Nel successivo "Symbolic", Schuldiner compie un leggerissimo passo indietro (o "aggiusta la mira", dipende dai gusti!), e, pur non perdendo un'oncia della classe e della complessità del disco precedente, realizza un'opera decisamente più potabile e metal- i riffs hanno un respiro più epico ed, in alcuni passaggi, avviene un'intelligente rivisitazione delle sonorità thrash. Gene Hoglan ci regala la sua performance migliore, dimostrando di meritare la palma di miglior batterista metal di sempre- alla pari con Dave Lombardo, un millimetro sopra Mike Portnoy, a chilometri di distanza da un mediocre sopravvalutato come Lars Urlich. I nuovi innesti di Bobby Koelbe e Kelly Conlon, alla chitarra e basso, sono funzionali alla realizzazione di un'opera più "classica" (leggi: meno virtuosismi, tanta sostanza). Schuldiner spadroneggia intessendo trame oblique ed ubriacanti (si', proprio come i dribbling, il fine è quello di spiazzare!) con la chitarra e predica, quasi sempre contro tempo, con una rabbia ed una passione mai viste.
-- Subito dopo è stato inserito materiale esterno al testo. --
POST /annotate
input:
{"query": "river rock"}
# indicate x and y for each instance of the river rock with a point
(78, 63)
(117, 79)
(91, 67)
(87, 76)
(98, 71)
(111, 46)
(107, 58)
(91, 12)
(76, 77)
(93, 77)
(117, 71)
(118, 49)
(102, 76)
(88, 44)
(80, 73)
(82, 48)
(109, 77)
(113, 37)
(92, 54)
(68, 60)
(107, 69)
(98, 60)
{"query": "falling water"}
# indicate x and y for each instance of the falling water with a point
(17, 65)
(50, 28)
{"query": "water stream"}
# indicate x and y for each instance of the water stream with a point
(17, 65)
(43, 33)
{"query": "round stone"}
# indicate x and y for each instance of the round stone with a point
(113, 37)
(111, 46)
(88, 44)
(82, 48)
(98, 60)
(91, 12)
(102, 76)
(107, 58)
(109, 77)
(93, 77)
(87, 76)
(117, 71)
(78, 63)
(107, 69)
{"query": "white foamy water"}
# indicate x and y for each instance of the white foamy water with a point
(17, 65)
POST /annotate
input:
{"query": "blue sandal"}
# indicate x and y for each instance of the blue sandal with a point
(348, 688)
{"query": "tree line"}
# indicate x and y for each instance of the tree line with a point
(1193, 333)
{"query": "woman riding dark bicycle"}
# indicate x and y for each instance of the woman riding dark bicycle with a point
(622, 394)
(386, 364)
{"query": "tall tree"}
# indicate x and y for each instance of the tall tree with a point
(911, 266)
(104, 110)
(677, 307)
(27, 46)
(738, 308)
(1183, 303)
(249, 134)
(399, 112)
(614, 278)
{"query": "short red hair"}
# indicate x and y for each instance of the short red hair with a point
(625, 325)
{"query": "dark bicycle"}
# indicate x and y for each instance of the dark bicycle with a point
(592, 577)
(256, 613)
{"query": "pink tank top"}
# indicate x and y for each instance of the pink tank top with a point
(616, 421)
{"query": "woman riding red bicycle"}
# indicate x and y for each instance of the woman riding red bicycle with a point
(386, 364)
Ma soprattutto il disco è impreziosito da una serie di trovate, più o meno originali, ma sempre azzaccatissime: i riffs meravigliosamente retrò di "1000 Eyes" e "Misantrophe", il ritornello di "Sacred Serenity", il break melodico di "Without Judgment"- che vanta anche un incipit da antologia-, la chitarra classica nel finale dell'incredibile "Cristal Mountain" (il miglior brano del disco). Una delle tante perle disseminate nell'intensa carriera di un artista scomparso al top della sua creatività.